CHT Sync and CHT Pipeline

Data synchronization tools to enable analytics

Overview

CHT Sync is an integrated solution designed to enable data synchronization between CouchDB and PostgreSQL for the purpose of analytics. It combines several technologies to achieve this synchronization and provides an efficient workflow for data processing and visualization. The synchronization occurs in real-time, ensuring that the data displayed on dashboards is up-to-date.

Read more about setting up setting up CHT Sync.

CHT Sync uses Logstash and PostgREST to replicate data from CouchDB to PostgreSQL in a real-time manner. It listens to changes in the CHT database, and updates the analytics database accordingly. It is not designed to be accessed by users, and it does not have a user interface. It is designed to be run on the same server as the CHT, but it can be run on a separate server if necessary.

As CHT Sync puts all new data into a PostgreSQL database into a single table that has a jsonb column, this is not very useful for analytics. CHT Pipeline is a set of SQL queries that transform the data in the jsonb column into a more useful format. It uses DBT to define the models that are translated into PostgreSQL tables or views, which makes it easier to query the data in the analytics platform of choice.

Logstash

Logstash streams data from CouchDB and forwards it to PostgREST, ensuring real-time updates in PostgreSQL.

PostgREST

PostgREST acts as a RESTful API layer, by providing endpoints to store and retrieve the data in/from the PostgreSQL database.

PostgreSQL

A free and open source SQL database used for analytics queries.
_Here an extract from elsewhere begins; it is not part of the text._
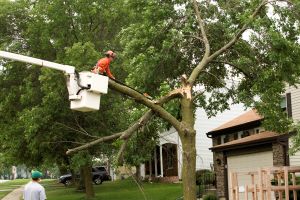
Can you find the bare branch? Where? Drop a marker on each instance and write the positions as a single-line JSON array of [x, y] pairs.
[[87, 145], [206, 60], [78, 131], [239, 32], [201, 25], [247, 74], [145, 101], [64, 141], [125, 135], [121, 152], [197, 95]]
See more at the PostgreSQL site.

DBT

Once the data is synchronized and stored in PostgreSQL, it undergoes transformation using predefined DBT models from the cht-pipeline. DBT is used to ingest raw JSON data from the PosgtreSQL database (jsonb column) and normalize it into a relational schema to make it easier to query. A daemon runs CHT Pipeline, and it updates the database whenever the data in the jsonb column changes.

Data Visualization

We recommend Apache Superset as the Data Visualization Tool. Superset is a free, open-source platform for data exploration and data visualization.

CHT Core Framework & CouchDB

For more information on these technologies, see CHT Core overview.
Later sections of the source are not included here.